A hybrid random forest to predict soccer matches in international tournaments

Journal of Quantitative Analysis in Sports - Tập 15 Số 4 - Trang 271-287 - 2019
Andreas Groll1, Christophe Ley2, Gunther Schauberger3, Hans Van Eetvelde2
1TU Dortmund University, Faculty Statistics , Vogelpothsweg 87 , 44227 Dortmund , Germany
2Ghent University , Department of Applied Mathematics, Computer Science and Statistics , Krijgslaan 281, S9, Campus Sterre , Ghent 9000 , Belgium
3Technische Universitaet Muenchen , Department of Sport and Health Sciences , Munich, Bavaria , Germany

Tóm tắt

Abstract In this work, we propose a new hybrid modeling approach for the scores of international soccer matches which combines random forests with Poisson ranking methods. While the random forest is based on the competing teams’ covariate information, the latter method estimates ability parameters on historical match data that adequately reflect the current strength of the teams. We compare the new hybrid random forest model to its separate building blocks as well as to conventional Poisson regression models with regard to their predictive performance on all matches from the four FIFA World Cups 2002–2014. It turns out that by combining the random forest with the team ability parameters from the ranking methods as an additional covariate the predictive power can be improved substantially.
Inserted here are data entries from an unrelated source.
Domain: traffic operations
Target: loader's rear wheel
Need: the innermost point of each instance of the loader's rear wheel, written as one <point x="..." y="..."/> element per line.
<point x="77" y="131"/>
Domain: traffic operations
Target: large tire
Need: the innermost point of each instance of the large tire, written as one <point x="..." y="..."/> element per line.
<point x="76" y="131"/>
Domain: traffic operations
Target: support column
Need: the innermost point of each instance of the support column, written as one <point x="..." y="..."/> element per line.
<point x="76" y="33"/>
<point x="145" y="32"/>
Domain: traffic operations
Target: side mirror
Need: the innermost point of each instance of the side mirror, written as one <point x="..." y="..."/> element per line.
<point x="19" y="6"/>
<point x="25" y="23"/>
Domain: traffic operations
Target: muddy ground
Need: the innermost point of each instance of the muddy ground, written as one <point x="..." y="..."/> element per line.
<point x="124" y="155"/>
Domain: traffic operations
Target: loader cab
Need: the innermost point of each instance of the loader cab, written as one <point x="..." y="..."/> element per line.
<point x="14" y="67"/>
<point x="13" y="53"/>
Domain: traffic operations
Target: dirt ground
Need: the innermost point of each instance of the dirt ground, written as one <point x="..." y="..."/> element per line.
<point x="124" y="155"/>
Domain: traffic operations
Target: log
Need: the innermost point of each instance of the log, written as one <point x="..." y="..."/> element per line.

Finally, the hybrid random forest is used (in advance of the tournament) to predict the FIFA World Cup 2018. To complete our analysis on the previous World Cup data, the corresponding 64 matches serve as an independent validation data set and we are able to confirm the compelling predictive potential of the hybrid random forest which clearly outperforms all other methods including the betting odds.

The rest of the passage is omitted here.